The show bookends with Danno trying to track down either his brother or the $18 million his brother stole. The idea here is to shut up the smirking Marco Reyes, who keeps harassing Danno, even though Danno persistently punches him in the stomach every time he sees him. Using a postcard his brother Matt sent him before he disappeared overseas, Danno figures out that the money is buried between palm trees with an island in the background in a scene which I and many others found highly reminiscent of the finale of the classic comedy-to-end-all-comedies, It's a Mad, Mad, Mad, Mad World. Danno digs up the money and the show ends.

MORE TRIVIA:

  • The sound mix in this show was very bad at a couple of points, so incomprehensible with the ordinary stereo version of the show that I had downloaded that I then got a Dolby Digital version which was not much better. Near the beginning, the bad sound didn't help the explanation that new medical examiner Mindy Shaw gave of how she figured out Wagner was the trio's intended victim because of something called "ALS." She passed a flashlight-like device over Wagner's shirt, revealing an "X" on the shirt in conjunction with some UV glasses. Is this procedure and its name something that the general public is expected to know? According to WWW pages dealing with this acronym, there are hundreds of possibilities: Advanced Light Source, Ambient Light Sensor, Alternate Light Source, Advanced Launch System, Active Laser Seeker, Advanced Laser System, American Light-wave System, etc. Some of Kono's discussion about the surfing wax with Charlie Fong was also near-impossible to understand.
  • What's with the Five-0 team's attitude to Shaw taking on the case without Max's help, and McGarrett addressing her as "kid"? You have to ask if McGarrett thinks he is like her father or something. I didn't find this scene particularly sexist, but awkwardly written.
  • The song in the background as Keilani, dressed like Paris Hilton, is shown walking down the street at the beginning of the show is Let's Go by TiĆ«sto. I thought it was pretty funny how her high heels kept her from coming down the bus's stairs quickly after the shooting.
  • Hansen's criminal record shows her address as 1432 N. Camac St., Philadelphia 19123.
  • The phone number for the Secret Service agent Eric Keane (Zurich Solomon) that McGarrett talks to is 202-555-0143.
  • The second instance of the Five-O theme is after the takedown of Hansen and the two women at the end of the show.
  • Waikiki Trolley is a real company. A look at their tour buses on their WWW page suggests that the top of their buses normally has some kind of metal frame over the seats (unlike on the show), perhaps where a cover can be put if it is raining.

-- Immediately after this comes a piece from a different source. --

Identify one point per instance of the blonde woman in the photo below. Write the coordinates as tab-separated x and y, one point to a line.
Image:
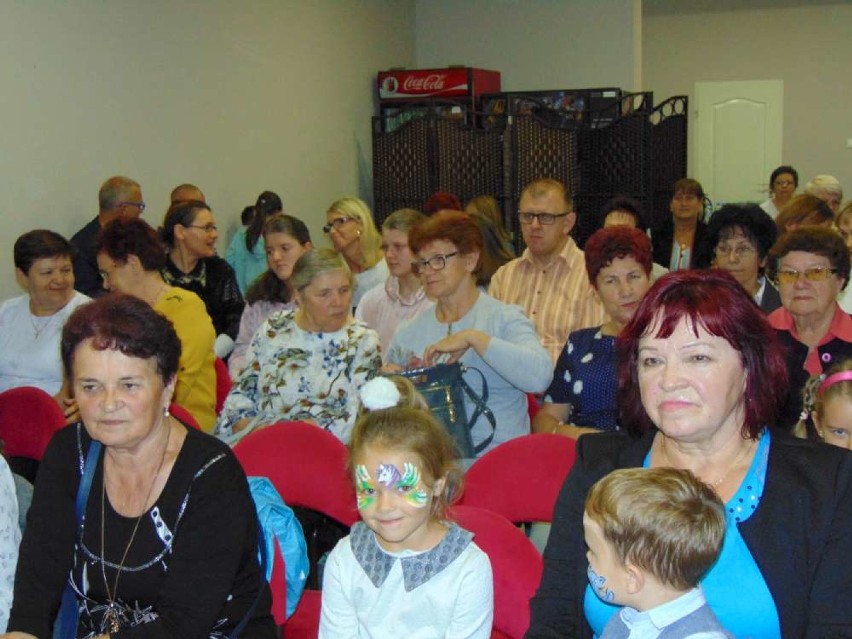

  • Grover has a good suggestion that the team try to track down the location of the tourists' stolen cel phones via their GPSs, but this is seemingly never followed up.
  • Classic Five-O star Al Harrington appears briefly as his recurring character Mamo, who has a Surf Rental business. He uses the expression "kanaka maoli" in referring to the three surfing robbers, meaning "native Hawaiians."
  • Hansen, pretending to be Wagner's wife, goes to the morgue and, according to Grover, takes Wagner's thumbprint. But does this mean she physically cut it off his thumb or just took a fingerprint? A closeup of the thumb reveals it is covered with something blue which could be ink (it does not look what you would expect), but what good would a mere fingerprint do her if she was trying to match it up with the thumbprint reader on Wagner's yet unrecovered phone?
  • Here is Kono's big speech at the end. Talk about bad writing: "For them, life as they knew it was simple. It was waking up every day with a desire to catch a better wave than the day before. The adrenaline you feel paddling out, knowing that at any time you could get the ride of your life. And then there's the rush of walking on water. Only gods do that. Everything they did was to preserve that life. To surf is to get up every day with a desire to battle something greater than yourself. And those girls just wanted to ride that wave as long as they could. And now their endless summer is over."